Large U.K. plan sponsors are considering different approaches to collective defined contribution plan design as the U.K. government finalizes requirements for these plans.
Consultants said while the U.K. government endorsed the CDC plan design being launched by Royal Mail Group Ltd. as one that could be replicated by other companies, the government also is eager to allow other approaches that could work under the requirements proposed July 19.
Some plan sponsors want to pursue other CDC models with different accrual rates or ones that tackle intergenerational fairness differently to the design of Royal Mail’s Collective Pension Plan that is set to launch in 2022.
In the Royal Mail model, participants will receive the same amount of benefit per pay, and each year all participants will see the same benefit increases or decreases, said Simon Eagle, senior director at Willis Towers Watson PLC in London. “This approach is likely to suit some other employers who want to provide CDC pensions, but not all.
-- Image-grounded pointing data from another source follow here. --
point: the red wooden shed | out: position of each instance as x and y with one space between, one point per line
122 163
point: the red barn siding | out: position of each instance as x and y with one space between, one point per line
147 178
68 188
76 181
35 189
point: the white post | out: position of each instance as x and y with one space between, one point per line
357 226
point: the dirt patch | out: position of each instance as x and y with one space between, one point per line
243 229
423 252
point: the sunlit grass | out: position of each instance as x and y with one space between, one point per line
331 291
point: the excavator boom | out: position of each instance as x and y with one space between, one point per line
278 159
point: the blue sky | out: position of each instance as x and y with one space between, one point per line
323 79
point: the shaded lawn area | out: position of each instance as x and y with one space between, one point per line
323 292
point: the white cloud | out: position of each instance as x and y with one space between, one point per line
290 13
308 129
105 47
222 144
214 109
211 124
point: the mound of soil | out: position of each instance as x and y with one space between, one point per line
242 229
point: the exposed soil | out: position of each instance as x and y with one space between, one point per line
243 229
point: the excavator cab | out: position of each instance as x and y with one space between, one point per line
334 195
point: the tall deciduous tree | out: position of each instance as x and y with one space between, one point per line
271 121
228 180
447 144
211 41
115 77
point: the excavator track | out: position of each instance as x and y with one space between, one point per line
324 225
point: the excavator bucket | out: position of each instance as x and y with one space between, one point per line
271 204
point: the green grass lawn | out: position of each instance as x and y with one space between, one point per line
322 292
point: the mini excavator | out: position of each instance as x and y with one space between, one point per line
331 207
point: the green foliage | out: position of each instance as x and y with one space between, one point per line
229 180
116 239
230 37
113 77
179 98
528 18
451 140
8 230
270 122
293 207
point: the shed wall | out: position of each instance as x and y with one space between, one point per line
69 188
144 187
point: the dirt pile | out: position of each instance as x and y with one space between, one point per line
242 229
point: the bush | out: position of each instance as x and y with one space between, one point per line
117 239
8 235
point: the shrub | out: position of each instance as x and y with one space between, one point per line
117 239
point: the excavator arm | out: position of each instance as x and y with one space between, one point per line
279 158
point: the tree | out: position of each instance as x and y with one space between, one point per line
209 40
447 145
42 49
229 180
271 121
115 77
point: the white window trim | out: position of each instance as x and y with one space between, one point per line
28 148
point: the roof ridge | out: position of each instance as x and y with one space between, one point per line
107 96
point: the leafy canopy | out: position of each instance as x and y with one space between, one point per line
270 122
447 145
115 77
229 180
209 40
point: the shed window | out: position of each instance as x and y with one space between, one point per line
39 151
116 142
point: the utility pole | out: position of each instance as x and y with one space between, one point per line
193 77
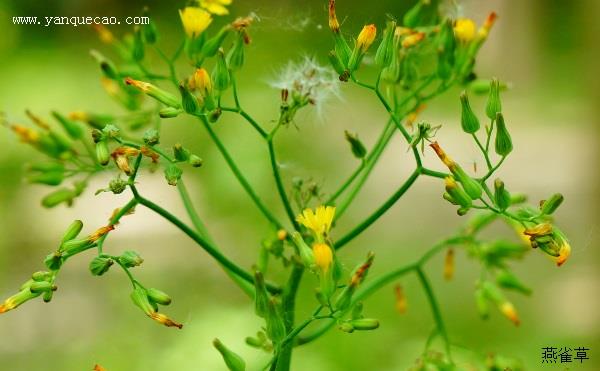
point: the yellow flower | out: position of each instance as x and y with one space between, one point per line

Some others could want a scheme in which each member gets a contribution of the same percentage of pay, which is then converted into a CDC pension, albeit resulting in different pension levels for each member,” he said.
“Some employers might want to share pension funding movements across employees in a different way to the Royal Mail design,” where current and future benefit increases and decreases are the same for every participant, he added.
Steven Taylor, partner at Lane Clark & Peacock LLP in London, added that many U.K. DB funds with more than a single DB plan for employees might want multiple CDC sections with different accrual rates to forestall younger participants subsidizing benefits of older participants when it comes to benefit decreases.